Le Sirène

Le Sirène

Letras y Memorias

La marea se ha apaciguado, con calma, bajan de la nave los tripulantes que anduvieron por los océanos sin rumbo, perdidos pese a tener brújula en mano, porque a veces, incluso con la dirección fijada y la cruz marcada en el mapa, es el corazón el que no tiene claro el norte.  

Un último joven toca tierra; lleva la barba desordenada, ropas limpias pero gastadas por un trayecto de años usando lo mismo, la mirada está cansada y se pierde con facilidad en ese nuevo mundo al que acaban de arribar él y los demás, lleva los bolsillos llenos de esperanzas marchitas y, también, carga con el peso de haber perdido todo en ese mundo que recién dejó.

Anda por ese territorio ajeno a su recuerdo, ajeno a lo que su memoria guardó con gran cariño y que, para su mala fortuna, ha dejado de existir, porque así lo determinó el destino, no el suyo, sino el de aquello que se fue.

Avanza y avanza, un pie tras otro pie van dejando huellas en esas calles y, luego de un tiempo prolongado recorriendo tal mundo, aquel joven se sienta roto a llorar por el pasado. El llanto le ha enjugado la cara sucia, y los suspiros de anhelo se perdieron ya en el inmenso ambiente de su nuevo hogar… escucha entonces un canto dulce, un canto celestial que le atrae y lo obliga a romper la pausa de todo, para ir en su búsqueda. Unas cuántas noches que se sintieron como un puñado de horas, fueron suficientes para llegar a esa tierra prometida. Allí, al pie de aquel viejo reloj, encontró la fuente de tal sonido: una sirena. No era una figura como los libros viejos lo contaban, no. Esa sirena estaba protegida contra el frío invernal del pueblo, y andaba en dos pies como el resto de los humanos, pero la voz y la amenidad de su charla, hacían que aquel ser, luciera como Ariel. 
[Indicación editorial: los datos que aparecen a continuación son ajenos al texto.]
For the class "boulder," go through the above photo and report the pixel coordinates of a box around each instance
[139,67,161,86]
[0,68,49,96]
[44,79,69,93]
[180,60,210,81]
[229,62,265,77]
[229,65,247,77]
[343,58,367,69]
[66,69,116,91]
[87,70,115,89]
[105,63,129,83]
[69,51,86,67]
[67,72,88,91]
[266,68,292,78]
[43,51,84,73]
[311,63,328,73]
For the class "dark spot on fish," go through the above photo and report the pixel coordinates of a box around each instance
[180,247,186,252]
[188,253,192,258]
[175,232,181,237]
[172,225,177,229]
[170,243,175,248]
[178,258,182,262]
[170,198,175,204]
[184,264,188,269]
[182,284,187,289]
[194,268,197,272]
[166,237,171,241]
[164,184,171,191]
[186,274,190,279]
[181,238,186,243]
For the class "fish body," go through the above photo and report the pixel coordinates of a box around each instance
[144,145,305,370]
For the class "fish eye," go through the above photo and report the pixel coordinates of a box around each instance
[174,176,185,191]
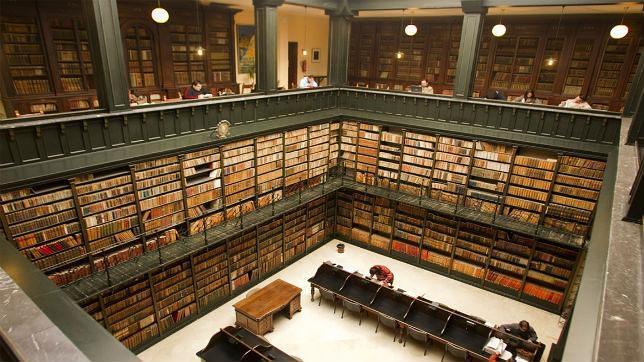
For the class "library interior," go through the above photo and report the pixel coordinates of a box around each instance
[0,0,642,361]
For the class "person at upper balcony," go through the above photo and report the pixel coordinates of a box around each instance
[559,94,592,110]
[183,80,211,99]
[298,75,318,89]
[516,89,537,104]
[128,89,138,105]
[420,79,434,94]
[485,89,507,101]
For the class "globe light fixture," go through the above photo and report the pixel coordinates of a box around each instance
[197,47,204,56]
[546,57,556,67]
[396,51,404,59]
[492,23,506,37]
[151,0,169,24]
[302,48,308,56]
[610,7,630,40]
[405,24,418,36]
[610,24,628,39]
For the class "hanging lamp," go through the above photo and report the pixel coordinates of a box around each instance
[610,7,629,39]
[302,6,308,56]
[151,0,169,24]
[492,9,506,37]
[546,6,564,67]
[405,9,417,36]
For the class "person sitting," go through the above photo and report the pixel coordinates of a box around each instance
[485,89,507,101]
[559,94,592,109]
[183,80,210,99]
[368,265,394,287]
[420,79,434,94]
[516,89,537,104]
[500,320,538,343]
[127,89,138,105]
[298,75,318,89]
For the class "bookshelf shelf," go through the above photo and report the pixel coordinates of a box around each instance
[170,24,206,87]
[181,148,224,235]
[308,124,330,188]
[356,124,381,185]
[193,243,230,308]
[256,133,284,208]
[124,24,157,88]
[258,217,284,275]
[228,229,258,292]
[284,206,307,261]
[222,140,256,220]
[284,128,309,196]
[151,260,197,333]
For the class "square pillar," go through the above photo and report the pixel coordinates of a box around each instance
[253,0,284,91]
[453,0,486,99]
[326,5,355,86]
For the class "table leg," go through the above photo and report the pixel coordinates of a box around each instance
[310,285,315,301]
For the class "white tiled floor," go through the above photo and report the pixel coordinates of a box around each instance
[139,240,563,362]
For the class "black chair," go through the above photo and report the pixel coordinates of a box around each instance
[404,326,432,355]
[441,343,469,362]
[341,299,364,325]
[374,313,399,342]
[318,288,338,314]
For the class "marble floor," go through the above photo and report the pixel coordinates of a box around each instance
[139,240,564,362]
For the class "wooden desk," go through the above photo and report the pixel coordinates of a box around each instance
[233,279,302,335]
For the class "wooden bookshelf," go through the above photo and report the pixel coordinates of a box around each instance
[391,203,424,261]
[422,212,458,271]
[133,156,186,236]
[151,260,197,333]
[221,139,256,220]
[181,148,224,235]
[465,141,514,214]
[308,123,330,187]
[258,217,283,275]
[356,123,381,185]
[306,196,327,250]
[284,206,307,261]
[205,9,235,87]
[228,229,258,293]
[375,23,399,82]
[170,24,206,86]
[451,220,494,283]
[0,183,88,285]
[71,169,142,271]
[445,24,462,87]
[396,23,426,81]
[348,23,376,82]
[474,27,491,90]
[124,24,157,88]
[256,133,284,208]
[544,155,605,241]
[193,243,230,308]
[424,24,449,86]
[535,36,565,94]
[377,129,403,190]
[351,192,373,247]
[431,136,473,204]
[339,121,359,176]
[335,190,353,239]
[371,196,394,252]
[328,122,341,170]
[50,18,93,93]
[284,128,308,195]
[102,276,159,350]
[399,131,435,196]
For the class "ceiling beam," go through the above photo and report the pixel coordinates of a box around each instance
[284,0,338,10]
[347,0,625,11]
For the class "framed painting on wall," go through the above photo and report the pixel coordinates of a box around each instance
[237,25,256,74]
[312,48,320,63]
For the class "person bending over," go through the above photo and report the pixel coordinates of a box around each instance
[183,80,209,99]
[369,265,394,287]
[500,320,538,343]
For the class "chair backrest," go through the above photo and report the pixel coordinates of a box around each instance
[378,313,397,328]
[342,299,361,312]
[319,288,334,300]
[407,326,426,342]
[446,343,468,359]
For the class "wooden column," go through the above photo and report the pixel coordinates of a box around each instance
[326,2,355,86]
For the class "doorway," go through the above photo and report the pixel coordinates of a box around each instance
[288,42,298,89]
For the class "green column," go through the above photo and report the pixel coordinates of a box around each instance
[326,2,355,86]
[253,0,284,91]
[453,0,486,99]
[81,0,129,111]
[623,45,644,117]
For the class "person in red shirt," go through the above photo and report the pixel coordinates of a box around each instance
[369,265,394,287]
[183,80,208,99]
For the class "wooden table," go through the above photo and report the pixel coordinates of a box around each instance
[233,279,302,335]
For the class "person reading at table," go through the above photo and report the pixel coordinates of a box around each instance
[183,80,210,99]
[369,265,394,287]
[420,79,434,94]
[500,320,538,342]
[559,94,592,109]
[298,75,318,89]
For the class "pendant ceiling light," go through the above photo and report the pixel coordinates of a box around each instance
[405,9,417,36]
[610,7,629,39]
[546,6,564,67]
[195,0,204,56]
[151,0,169,24]
[302,6,308,56]
[396,10,405,59]
[492,9,506,37]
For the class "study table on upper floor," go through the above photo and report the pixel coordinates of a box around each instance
[308,261,544,361]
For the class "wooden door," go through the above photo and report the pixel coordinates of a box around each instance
[288,42,298,88]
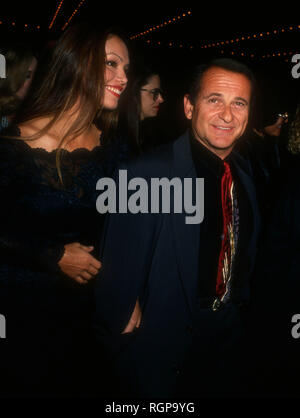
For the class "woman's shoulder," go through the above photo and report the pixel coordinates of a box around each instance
[0,126,29,184]
[17,120,59,152]
[0,124,24,154]
[0,123,49,163]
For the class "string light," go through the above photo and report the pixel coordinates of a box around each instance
[220,49,299,60]
[141,24,300,51]
[61,0,87,31]
[0,19,41,30]
[130,10,192,40]
[49,0,65,29]
[199,24,300,50]
[142,36,299,62]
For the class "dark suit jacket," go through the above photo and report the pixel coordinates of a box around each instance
[93,131,260,398]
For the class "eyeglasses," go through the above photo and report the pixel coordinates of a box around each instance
[140,88,164,101]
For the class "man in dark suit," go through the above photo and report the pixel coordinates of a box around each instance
[94,58,260,398]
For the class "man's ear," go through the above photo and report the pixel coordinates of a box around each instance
[184,94,194,120]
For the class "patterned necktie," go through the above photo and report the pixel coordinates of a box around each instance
[216,161,235,300]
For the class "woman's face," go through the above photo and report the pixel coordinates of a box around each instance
[140,74,164,120]
[16,57,38,101]
[103,35,129,110]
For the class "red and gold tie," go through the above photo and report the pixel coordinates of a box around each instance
[216,161,235,300]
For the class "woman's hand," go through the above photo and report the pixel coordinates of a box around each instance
[58,242,102,284]
[122,299,142,334]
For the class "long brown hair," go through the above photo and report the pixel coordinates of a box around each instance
[16,23,128,182]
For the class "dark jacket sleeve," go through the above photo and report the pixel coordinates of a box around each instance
[93,163,164,346]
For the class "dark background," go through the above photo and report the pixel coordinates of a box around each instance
[0,2,299,405]
[0,2,299,134]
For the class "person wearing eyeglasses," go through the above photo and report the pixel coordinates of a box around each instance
[140,77,164,120]
[118,65,166,154]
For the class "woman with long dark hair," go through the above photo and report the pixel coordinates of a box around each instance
[0,22,130,396]
[119,65,165,153]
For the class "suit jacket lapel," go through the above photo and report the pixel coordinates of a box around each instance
[170,132,200,312]
[235,157,260,251]
[233,152,260,249]
[232,153,261,301]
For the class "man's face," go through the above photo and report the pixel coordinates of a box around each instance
[184,67,251,159]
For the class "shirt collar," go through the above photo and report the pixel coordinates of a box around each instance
[189,130,234,177]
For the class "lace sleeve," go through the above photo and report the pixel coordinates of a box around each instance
[0,137,65,274]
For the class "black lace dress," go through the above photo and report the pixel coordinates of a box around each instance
[0,126,119,396]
La sirena apareció de manera mágica en ese lugar, apareció como uno de esos envíos que llegan a la puerta con misterio, pero en cuyo interior se alojan los tesoros perdidos, no por marinos del mundo, sino por uno mismo, que pierde el rumbo cuando la esperanza se ha marchado entre los dedos. 

Tal sirena, de serio semblante pero cálida compañía, dedicó sus labores desde el día uno, a cuidar de quien confió sus penas a ella, y por ende, se volvió irremplazable en las jornadas del navegante perdido, quien cerca de sus risas, pudo sentirse en casa de nuevo…

La sirena llegó en un momento de apremio, pues ayudó a que ese hombre se liberara de sus cargas, de sus lágrimas y de los dolores de quien extraña y no es echado de menos. Cuidó de sus heridas, ambos cuidaron de ellos y, cuando parecía que la paz era mayor, la sirena confesó que debía marcharse hacia el mar del sur. No le dijo al navegante cuándo volvería pero, sellaron un pacto de eterna compañía y complicidad, de la forma en que los verdaderos amantes sellan los pactos: con una sonrisa y un abrazo suave, honesto y puro. 

Hoy, han pasado algunos años desde el momento en que el viejo reloj de la plaza atestiguó el encuentro de dos mundos en uno solo. Son ya tres años desde que el pacto comenzó a trabajarse y escribirse y, aunque las maldiciones marinas hablan de tocar tierra luego de siete años largos, tanto el navegante como la sirena, saben que su lejana condena no es eterna, y que el mismo abrazo con el que se dijeron adiós, vendrá pronto para permitir que los corazones emocionados, salten de gusto al saberlos juntos de nuevo. 

¡Hasta la próxima!

Postdata: Gracias, sirena, por abrazarme cuando el rumbo estaba perdido, y cuando el cielo era más oscuro y profundo que el océano.